By the way, Michael Chertoff, chief muck-a-muck of the Department of Homeland Security, knows all about how to handle terrorists…and immigrants…and safety.
He's the guy on whose watch New Orleans was hit, first with Katrina…and then with FEMA.
It was he who ran the 9-11 investigation. Chertoff was the senior Justice Department official on duty at the F.B.I. command center just after the attacks on the World Trade Center and the Pentagon. With all but impossible speed, he ID'd the terrorists and made the link to Osama bin Laden. He pushed to merge domestic surveillance and foreign espionage which, until then, had been kept strictly apart under US law. ("The Patriot Act's Impact," Duke Law Journal, Nathan C. Henderson, November 15, 2002.)
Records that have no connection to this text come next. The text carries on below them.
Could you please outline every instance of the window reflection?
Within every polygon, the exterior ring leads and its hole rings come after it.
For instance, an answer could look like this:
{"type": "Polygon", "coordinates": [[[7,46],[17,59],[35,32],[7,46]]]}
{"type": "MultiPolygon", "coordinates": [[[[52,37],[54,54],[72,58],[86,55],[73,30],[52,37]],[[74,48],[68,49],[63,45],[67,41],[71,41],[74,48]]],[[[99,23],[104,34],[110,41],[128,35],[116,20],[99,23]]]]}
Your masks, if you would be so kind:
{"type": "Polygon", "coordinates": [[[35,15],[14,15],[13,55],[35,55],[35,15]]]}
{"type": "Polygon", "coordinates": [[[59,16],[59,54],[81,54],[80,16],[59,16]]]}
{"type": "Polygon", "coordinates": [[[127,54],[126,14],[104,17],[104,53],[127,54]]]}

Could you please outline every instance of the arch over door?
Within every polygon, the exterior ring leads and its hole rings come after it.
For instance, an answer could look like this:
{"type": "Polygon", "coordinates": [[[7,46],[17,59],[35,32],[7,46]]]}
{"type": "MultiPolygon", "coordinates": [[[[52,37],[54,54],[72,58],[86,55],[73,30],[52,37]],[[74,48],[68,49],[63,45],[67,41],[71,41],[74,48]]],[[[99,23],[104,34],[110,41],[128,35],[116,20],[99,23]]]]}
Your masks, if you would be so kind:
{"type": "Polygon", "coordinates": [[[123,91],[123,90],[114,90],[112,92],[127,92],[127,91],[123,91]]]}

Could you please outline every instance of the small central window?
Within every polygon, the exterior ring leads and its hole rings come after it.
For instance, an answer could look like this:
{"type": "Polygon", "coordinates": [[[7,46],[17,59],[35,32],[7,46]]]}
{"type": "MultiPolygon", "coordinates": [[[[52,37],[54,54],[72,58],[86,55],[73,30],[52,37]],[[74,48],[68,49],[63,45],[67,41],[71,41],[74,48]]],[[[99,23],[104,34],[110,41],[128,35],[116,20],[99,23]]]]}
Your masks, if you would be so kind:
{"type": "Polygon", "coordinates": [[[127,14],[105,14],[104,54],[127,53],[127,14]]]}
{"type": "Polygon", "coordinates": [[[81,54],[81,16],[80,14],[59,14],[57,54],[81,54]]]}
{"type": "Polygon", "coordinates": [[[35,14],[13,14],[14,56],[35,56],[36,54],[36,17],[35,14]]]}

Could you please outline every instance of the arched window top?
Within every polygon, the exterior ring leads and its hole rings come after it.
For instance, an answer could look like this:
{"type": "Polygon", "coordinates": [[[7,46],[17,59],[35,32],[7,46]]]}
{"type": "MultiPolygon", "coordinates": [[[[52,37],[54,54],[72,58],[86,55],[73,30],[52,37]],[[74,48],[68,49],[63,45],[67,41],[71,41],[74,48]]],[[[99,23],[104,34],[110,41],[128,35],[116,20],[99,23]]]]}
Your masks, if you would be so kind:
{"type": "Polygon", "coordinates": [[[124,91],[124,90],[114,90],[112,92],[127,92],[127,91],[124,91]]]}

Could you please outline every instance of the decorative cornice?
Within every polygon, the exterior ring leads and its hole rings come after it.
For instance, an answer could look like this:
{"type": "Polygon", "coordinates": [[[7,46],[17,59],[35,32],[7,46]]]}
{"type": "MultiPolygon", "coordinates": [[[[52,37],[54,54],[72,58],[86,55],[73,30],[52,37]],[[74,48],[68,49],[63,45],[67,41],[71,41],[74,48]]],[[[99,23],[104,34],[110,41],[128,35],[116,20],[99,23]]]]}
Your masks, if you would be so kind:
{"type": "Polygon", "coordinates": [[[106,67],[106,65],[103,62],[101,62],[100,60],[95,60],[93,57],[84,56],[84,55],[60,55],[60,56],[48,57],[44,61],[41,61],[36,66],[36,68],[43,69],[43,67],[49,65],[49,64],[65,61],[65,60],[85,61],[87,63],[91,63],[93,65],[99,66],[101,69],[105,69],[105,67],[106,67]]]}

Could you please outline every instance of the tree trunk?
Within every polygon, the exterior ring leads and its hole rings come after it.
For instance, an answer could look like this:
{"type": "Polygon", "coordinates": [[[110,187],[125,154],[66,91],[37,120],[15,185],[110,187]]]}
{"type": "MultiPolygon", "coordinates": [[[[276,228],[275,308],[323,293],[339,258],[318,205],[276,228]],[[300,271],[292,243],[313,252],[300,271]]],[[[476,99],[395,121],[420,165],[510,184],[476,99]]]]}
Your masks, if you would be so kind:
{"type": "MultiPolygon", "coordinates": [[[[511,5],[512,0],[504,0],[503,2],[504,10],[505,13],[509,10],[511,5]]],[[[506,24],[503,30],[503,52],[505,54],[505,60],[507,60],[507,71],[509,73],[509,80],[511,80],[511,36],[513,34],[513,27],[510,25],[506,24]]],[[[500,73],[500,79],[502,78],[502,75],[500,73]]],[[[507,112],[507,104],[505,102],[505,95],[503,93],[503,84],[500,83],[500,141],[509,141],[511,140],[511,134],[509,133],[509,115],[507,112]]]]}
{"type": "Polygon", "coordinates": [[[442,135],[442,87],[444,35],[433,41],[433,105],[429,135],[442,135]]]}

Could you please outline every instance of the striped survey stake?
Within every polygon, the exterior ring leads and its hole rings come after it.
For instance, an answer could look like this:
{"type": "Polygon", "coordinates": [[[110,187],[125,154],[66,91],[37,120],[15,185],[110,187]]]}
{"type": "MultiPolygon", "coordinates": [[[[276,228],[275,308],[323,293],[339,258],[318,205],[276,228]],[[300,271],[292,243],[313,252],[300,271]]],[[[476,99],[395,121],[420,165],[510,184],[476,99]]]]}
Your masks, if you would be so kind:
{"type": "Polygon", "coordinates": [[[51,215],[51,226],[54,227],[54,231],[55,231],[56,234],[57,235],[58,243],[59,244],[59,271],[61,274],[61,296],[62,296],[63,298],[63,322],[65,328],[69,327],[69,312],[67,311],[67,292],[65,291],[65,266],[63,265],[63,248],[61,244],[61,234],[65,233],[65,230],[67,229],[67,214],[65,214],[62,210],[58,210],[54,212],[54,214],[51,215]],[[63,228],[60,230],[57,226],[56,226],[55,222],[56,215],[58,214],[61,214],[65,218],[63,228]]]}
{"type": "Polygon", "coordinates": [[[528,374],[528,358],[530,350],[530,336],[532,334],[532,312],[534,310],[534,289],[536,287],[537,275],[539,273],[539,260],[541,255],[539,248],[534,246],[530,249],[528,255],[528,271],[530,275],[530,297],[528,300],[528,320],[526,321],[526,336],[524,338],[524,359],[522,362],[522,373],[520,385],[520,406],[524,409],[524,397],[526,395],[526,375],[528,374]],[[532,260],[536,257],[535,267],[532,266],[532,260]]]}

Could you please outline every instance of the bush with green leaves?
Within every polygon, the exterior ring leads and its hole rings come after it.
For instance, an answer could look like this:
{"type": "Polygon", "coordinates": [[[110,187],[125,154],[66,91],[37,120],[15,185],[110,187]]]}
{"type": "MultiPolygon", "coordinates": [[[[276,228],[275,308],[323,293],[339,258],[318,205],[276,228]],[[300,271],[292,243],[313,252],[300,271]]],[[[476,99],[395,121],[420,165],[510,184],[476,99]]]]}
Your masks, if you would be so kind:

Chertoff also authorized the unconstitutional detainment of thousands of Middle Eastern immigrants — including Middle Eastern Jews — without charges. As head of the DOJ’s criminal division, he told the CIA how far to go in interrogations. (“Amid Praise, Doubts About Nominee’s Post-9/11 Role,” Michael Powell and Michelle Garcia, Washington Post, January 31, 2005).
With Viet Dinh, he co-authored the unconstitutional USA PATRIOT Act, enacted on October 26, 2001. (“Bush nominates new Homeland security chief," January 12, 2005).
He's even done a stint as defense in a terrorist trial.
Put in charge of the 9-11 investigation, Chertoff defended Dr. Magdy el-Amir, a leading New Jersey neurologist at the heart of a terrorist web based in Jersey City, alleged to have funneled millions to Osama. Some say Chertoff may have shielded el-Amir from criminal prosecution. ("Trail of Terror,” Chris Hansen and Ann Curry, NBC’s Dateline, August 2002 and The Record, Bergen County, NJ, December 11, 1998).
According to CNN, Republican Rep. Brian Bilbray of California, chairman of the Immigration Reform Caucus, had this to say about the new immigration bill:
At least, we already know what part of the Constitution this government doesn't.
And, Republican Sen. Lindsey Graham of South Carolina says the bill “wound up being about what it means to be an American … I think we’ve got a deal that reflects who we are as Americans.”
Maybe, under this administration, we have.